Manado (ANTARA) - Bank Indonesia (BI) terus membangun ekonomi Sulawesi Utara (Sulut) melalui para responden di daerah tersebut.
"BI membangun ekonomi melalui data dari "responden" dengan menjalankan berbagai survei yang melibatkan masyarakat dan pelaku usaha," kata Kepala BI Perwakilan Sulut Joko Supratikto, di Manado, Sabtu.
Dia mengatakan yang kemudian hasilnya digunakan untuk analisis dan perumusan kebijakan ekonomi.
Responden, katanya, baik konsumen maupun pelaku usaha mikro kecil menengah (UMKM), memberikan informasi berharga mengenai kondisi ekonomi terkini, yang kemudian diolah BI untuk memahami tren dan pergerakan ekonomi.
Serta, katanya, memprediksi pertumbuhan ekonomi di masa depan.
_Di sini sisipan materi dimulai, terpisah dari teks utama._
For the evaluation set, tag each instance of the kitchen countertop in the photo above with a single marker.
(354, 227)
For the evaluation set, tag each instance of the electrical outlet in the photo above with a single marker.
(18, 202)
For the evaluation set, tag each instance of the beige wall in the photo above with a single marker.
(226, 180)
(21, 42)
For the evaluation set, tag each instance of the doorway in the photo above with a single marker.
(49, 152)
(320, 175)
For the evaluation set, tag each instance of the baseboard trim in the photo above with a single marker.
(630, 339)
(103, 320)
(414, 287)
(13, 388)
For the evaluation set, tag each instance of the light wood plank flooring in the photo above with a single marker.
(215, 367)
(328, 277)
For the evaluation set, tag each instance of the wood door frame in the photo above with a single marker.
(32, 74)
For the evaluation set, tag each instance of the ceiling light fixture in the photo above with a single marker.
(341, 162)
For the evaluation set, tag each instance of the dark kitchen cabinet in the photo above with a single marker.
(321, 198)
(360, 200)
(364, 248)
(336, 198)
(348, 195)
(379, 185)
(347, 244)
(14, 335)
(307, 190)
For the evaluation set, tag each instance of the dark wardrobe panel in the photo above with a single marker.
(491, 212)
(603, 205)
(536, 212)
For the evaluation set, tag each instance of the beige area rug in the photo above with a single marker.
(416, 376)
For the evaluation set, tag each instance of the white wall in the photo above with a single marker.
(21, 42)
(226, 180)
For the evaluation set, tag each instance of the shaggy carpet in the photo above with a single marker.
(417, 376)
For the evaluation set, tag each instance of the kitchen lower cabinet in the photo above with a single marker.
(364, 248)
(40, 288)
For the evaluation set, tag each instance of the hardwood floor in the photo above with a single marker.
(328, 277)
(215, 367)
Dengan demikian, data survei ini menjadi kompas yang membantu BI dalam menjaga stabilitas ekonomi dan mewujudkan ekonomi yang berkelanjutan.
Ia menjelaskan responden merupakan kunci dalam penyediaan data primer yang dibutuhkan BI untuk menganalisis kondisi ekonomi.
Data ini mencakup berbagai aspek seperti kondisi keuangan UMKM, pola belanja konsumen, hingga aktivitas dunia usaha.
BI, katanya, menyusun database dari survei yang dilakukan, misalnya Survei Laporan Keuangan UMKM (SLKU), yang bertujuan untuk mendokumentasikan kinerja keuangan UMKM di Indonesia.
BI secara rutin menggelar kegiatan Temu Responden sebagai bentuk apresiasi kepada para responden yang telah bekerja sama dalam penyediaan data, sekaligus sebagai forum untuk berbagi ilmu dan evaluasi teknis kegiatan survei.
Tahun ini, temu responden dilakukan di Kabupaten Minahasa Selatan dengan tema Bentenan yakni bangun ekonomi Sulut melalui temu responden Bank Indonesia.
Puluhan responden uqng sebagian besar pedagang pasar tradisional mengikuti Program Bentenan tahun 2025 ini.